Al ver a Altay acercarse, Caridy se posicionó valientemente frente a Finnegan. "Retrocede, o llamo a la policía."
Imperturbable, Altay soltó una risa fría y agitó su mano con desdén. Su poderoso golpe envió a Caridy rodando por el suelo, su cuerpo dando vueltas más de una docena de veces.
El dolor sacudió cada hueso de su cuerpo, dejándola jadeando por aire.
Con una sonrisa siniestra, Altay se burló, "Una vez que termine con él, me tomaré mi tiempo contigo.

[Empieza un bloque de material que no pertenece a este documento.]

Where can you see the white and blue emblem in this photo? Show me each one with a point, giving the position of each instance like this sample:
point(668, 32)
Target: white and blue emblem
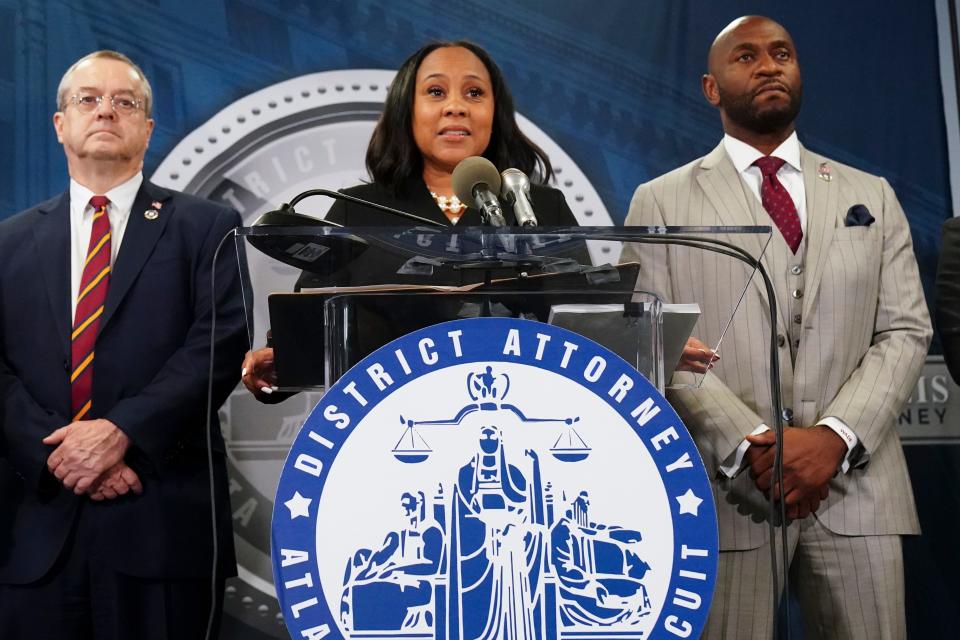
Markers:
point(491, 479)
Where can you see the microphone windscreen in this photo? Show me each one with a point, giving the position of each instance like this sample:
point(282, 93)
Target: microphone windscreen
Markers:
point(471, 172)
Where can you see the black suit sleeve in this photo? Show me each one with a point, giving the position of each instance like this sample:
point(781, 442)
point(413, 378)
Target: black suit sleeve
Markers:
point(23, 424)
point(948, 296)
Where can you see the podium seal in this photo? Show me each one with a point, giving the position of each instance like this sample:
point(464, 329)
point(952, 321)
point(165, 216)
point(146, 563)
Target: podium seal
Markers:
point(494, 478)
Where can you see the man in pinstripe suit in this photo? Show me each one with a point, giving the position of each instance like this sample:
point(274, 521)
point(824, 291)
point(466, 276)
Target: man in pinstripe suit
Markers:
point(853, 331)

Verás, soy mucho más fuerte que cualquier hombre de Lindavista."
Se colocó sobre Finnegan, levantando el pie, listo para pisotear. Finnegan, aún aparentemente perdido en su neblina alcohólica, seguía repitiendo el nombre de Berenicee.
Caridy intentó hablar, pero el dolor era tan intenso que la dejó en un sudor frío, apenas capaz de articular una palabra.

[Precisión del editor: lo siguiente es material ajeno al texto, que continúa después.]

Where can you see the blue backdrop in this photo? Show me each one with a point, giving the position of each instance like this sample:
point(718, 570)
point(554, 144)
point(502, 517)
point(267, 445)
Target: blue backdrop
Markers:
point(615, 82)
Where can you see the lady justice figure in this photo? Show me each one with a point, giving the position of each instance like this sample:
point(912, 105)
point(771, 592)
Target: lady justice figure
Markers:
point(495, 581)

Altay levantó su hoja, burlándose de Finnegan. "Eres un despreciable bast*rdo, no te dejaré morir rápidamente."
Con un movimiento rápido, clavó la hoja en el hombro izquierdo de Finnegan. La sangre brotó, volviendo el rostro de Caridy pálido de horror.
El agudo dolor pareció devolver algo de sentido a Finnegan.

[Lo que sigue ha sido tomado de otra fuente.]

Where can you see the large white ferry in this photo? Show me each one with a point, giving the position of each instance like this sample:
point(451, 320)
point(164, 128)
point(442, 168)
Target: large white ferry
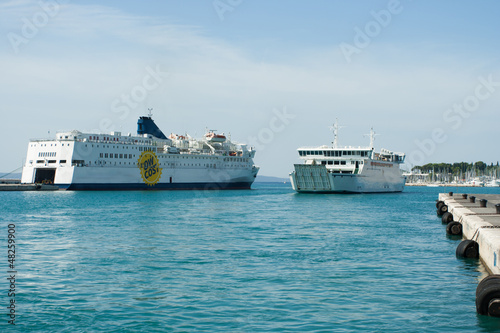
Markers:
point(348, 169)
point(148, 160)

Sin dudarlo un momento, Altay luego apuñaló el hombro derecho de Finnegan, dejando ambos brazos inútiles. Luego apuntó a la pierna derecha de Finnegan, apuñalándola brutalmente.
Recuperando el aliento, Caridy gritó angustiada, "¡Detente!"
La voz de Steven, profunda y autoritaria, se abrió paso a través del caos. "Altay, eso es suficiente. Acábalo y salgamos de aquí. ¡Estamos esperando a que el maestro de UnderNet se vaya de Bahía Dragón!"
Sin embargo, Altay no había terminado. "Este chico necesita probar su propia medicina."
Con una sonrisa malévola, clavó el cuchillo en la pierna izquierda de Finnegan. Finnegan yacía ahora gravemente herido, cada miembro con una herida espantosa.
Los ojos de Caridy se llenaron de lágrimas de desesperación. "¡Finnegan, necesitas despertar ahora!"
Aún insatisfecho, Altay le dio una patada poderosa a Finnegan, enviándolo volando varios metros por el suelo. Finnegan rodó repetidamente antes de detenerse finalmente.
Finalmente, Finnegan sintió la náusea golpearlo, y vomitó el alcohol que había consumido esa noche. El agudo dolor comenzó a despejar la niebla de la embriaguez de su mente.
Impacientemente, Steven instó: "¡Altay, basta de juegos!"
Altay, con un atisbo de intención no cumplida aún en sus ojos, se lamió los labios. "Bien, lo terminaré ahora."
Poco a poco, Finnegan levantó la cabeza, sus ojos aún nublados por los restos de su estado ebrio. "¿Altay?" murmuró, reconociendo en su mirada.
"¿Te has sobrio, eh? ¡Qué lástima, es tarde!"
Con una risa fuerte que resonó en la noche, Altay cerró rápidamente la distancia entre él y Finnegan. Su hoja, brillando amenazadoramente bajo la luz de la luna, estaba lista para un golpe mortal directamente dirigido al cuello de Finnegan.